メルハバ通信

兵庫県高砂市在住。2017年4月まで20年間トルコに滞在。

バツーミ~ホパの入管

11月30日、バツーミの空港で乗せられたバスは、ホパまでノンストップだった。
国境でも一時停止ぐらいで、審査も何もなかった。この状態でトルコに戻ったら、私はパスポート上、トルコから出国したまま、何処にも入国しなかったことになってしまう。
この心配は、国境が近づいた時点で、運転手さんに確認してみたけれど、「スタンプは、ホパで押すから大丈夫ですよ」と運転手さんは答えて、国境もそのまま通過してしまったのである。
でも、ホパに到着したら、ひと安心。やっと合点が行った。バスはホパに着くと、港湾の施設内に入って停車したが、そこには「バツーミ空港-ホパ・ターミナル」という看板が掲げられていた。どうやら、ここが入管の役割を果たしているらしい。
バスから降りて、「ホパ・ターミナル」の庁舎に入ると、やはりここで入国審査が行われた。
トルコの人たちも、パスポートを携帯していないだけで、国民登録証ともう一つ別の用紙を手に持っていて、この用紙には、サビハ・ギョクチェン空港で出国スタンプが押されていたようだ。
私も入国審査を受け、パスポートに入国スタンプを押してもらったけれど、グルジアには入国したことになっていないから、どうも妙である。いったい、トルコを出国して何処へ行って来たのだろう?
グルジアで、バツーミの空港から国境までは、多分、20分ぐらいだった。車窓に広がるグルジアの景色を、食い入るように見ていたけれど、街角や人々の様子はトルコと全く変わらなかった。所々、グルジア文字の看板が出てきて、そこがグルジアであると解るぐらい。

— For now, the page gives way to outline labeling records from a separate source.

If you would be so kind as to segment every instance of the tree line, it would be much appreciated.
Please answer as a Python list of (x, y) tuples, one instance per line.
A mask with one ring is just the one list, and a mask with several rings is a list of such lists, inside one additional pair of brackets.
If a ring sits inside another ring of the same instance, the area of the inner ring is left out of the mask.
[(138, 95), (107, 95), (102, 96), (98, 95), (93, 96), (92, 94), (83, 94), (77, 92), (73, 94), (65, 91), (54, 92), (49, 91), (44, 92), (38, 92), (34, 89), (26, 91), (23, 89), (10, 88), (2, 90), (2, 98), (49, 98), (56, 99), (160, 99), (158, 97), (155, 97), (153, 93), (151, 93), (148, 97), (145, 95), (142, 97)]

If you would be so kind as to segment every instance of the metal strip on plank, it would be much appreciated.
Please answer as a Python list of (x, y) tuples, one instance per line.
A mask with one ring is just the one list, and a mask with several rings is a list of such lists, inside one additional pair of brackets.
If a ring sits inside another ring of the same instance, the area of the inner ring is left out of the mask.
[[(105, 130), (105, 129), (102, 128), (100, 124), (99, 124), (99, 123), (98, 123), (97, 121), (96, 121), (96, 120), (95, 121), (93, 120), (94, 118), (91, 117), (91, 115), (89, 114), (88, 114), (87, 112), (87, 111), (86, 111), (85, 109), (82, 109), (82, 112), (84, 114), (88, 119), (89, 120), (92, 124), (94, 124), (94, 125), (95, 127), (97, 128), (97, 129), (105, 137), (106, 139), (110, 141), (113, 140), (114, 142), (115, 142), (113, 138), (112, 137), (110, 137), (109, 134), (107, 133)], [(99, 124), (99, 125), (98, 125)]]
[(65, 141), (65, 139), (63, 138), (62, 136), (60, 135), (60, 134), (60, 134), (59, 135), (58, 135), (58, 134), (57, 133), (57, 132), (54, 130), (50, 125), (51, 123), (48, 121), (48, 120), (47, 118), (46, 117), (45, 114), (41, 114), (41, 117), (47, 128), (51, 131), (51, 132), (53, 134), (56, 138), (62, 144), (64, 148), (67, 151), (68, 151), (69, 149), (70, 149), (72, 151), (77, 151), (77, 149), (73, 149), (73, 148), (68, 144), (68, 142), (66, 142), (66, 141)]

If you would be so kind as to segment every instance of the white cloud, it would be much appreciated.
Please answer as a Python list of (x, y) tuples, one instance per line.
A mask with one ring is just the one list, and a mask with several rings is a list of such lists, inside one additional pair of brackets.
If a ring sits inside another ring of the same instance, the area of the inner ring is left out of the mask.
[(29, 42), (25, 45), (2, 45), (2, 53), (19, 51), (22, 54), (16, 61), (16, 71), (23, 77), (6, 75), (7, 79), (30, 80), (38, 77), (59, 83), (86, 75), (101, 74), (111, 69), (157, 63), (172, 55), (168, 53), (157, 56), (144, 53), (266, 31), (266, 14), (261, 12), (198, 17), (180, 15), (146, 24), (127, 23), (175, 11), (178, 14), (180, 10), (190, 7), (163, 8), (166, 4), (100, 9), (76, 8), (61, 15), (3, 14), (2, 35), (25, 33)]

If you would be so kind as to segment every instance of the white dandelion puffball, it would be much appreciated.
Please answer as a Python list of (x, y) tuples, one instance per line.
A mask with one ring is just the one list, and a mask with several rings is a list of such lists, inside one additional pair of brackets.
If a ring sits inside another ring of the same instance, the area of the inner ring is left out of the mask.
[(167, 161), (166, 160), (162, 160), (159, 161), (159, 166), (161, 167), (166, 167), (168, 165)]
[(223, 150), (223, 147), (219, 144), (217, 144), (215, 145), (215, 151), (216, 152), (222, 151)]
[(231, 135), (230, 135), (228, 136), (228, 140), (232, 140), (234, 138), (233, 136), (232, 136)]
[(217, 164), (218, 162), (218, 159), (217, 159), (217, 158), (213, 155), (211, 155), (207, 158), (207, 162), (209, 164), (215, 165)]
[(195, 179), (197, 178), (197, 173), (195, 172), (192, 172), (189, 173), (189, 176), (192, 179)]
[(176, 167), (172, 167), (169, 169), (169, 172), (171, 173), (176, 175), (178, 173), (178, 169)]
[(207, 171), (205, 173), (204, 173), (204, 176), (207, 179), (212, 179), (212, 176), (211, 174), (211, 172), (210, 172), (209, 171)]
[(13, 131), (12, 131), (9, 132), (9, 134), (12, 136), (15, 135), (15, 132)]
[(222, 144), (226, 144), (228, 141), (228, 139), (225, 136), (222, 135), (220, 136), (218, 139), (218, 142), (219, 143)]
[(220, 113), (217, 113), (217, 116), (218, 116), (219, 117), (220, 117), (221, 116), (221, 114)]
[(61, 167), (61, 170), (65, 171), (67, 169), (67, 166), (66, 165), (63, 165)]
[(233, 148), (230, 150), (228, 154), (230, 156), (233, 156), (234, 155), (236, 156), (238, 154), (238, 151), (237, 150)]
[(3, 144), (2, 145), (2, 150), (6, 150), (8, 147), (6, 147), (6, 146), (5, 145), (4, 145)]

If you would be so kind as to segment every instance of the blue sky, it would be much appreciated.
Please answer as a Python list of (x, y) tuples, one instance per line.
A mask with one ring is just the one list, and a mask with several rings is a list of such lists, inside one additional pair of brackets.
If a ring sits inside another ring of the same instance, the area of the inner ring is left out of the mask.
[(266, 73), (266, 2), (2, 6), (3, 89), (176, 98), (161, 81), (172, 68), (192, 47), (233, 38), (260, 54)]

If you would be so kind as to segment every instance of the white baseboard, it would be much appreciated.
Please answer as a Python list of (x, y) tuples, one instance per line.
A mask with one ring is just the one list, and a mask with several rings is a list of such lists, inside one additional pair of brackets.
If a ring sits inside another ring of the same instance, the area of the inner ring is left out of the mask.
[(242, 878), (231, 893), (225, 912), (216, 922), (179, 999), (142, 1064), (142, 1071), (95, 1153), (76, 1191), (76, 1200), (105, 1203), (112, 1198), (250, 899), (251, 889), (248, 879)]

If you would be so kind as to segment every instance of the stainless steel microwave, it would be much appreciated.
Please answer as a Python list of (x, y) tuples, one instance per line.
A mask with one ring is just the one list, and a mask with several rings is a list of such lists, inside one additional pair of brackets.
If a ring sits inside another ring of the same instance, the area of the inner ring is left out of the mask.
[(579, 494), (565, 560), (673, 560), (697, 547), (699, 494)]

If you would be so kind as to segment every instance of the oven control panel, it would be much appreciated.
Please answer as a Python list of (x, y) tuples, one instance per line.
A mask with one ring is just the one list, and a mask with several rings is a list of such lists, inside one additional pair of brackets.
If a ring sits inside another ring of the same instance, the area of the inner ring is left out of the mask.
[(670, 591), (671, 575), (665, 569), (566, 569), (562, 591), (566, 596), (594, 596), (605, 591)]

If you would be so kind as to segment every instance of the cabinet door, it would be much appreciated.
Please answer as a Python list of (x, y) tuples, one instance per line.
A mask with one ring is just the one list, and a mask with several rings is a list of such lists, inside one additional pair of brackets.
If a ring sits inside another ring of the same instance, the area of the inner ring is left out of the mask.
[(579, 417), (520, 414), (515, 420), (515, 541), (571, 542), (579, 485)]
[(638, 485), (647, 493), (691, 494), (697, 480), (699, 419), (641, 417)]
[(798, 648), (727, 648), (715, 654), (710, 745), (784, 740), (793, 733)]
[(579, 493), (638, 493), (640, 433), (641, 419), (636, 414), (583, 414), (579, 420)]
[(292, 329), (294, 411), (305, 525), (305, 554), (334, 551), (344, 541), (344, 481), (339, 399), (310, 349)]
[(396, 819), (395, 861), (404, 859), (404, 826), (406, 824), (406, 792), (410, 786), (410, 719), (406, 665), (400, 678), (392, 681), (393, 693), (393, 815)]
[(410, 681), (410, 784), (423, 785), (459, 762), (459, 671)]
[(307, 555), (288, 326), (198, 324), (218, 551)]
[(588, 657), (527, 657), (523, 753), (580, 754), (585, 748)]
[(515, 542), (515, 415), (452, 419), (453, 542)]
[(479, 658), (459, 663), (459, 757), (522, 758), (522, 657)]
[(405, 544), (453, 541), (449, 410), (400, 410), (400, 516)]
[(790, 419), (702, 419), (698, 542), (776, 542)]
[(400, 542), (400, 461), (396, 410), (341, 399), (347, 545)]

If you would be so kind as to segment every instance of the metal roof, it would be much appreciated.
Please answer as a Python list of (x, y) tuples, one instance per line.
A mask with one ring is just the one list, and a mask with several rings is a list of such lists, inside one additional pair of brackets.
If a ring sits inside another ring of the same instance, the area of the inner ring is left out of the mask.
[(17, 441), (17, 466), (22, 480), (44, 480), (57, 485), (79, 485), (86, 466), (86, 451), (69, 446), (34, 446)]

しかし、中には「カラデニズ(黒海)・レストラン」というトルコ語の看板もあった。
山の斜面に、ポツンポツンと離れて家々が建っている様子なども、トルコの黒海地方と同じだったので、車窓から写真に撮り、後で良く見たら、家々の間にモスクも写っていた。ムスリムの住民も少なくないようである。
もちろん、グルジア正教会の教会もあったが・・・。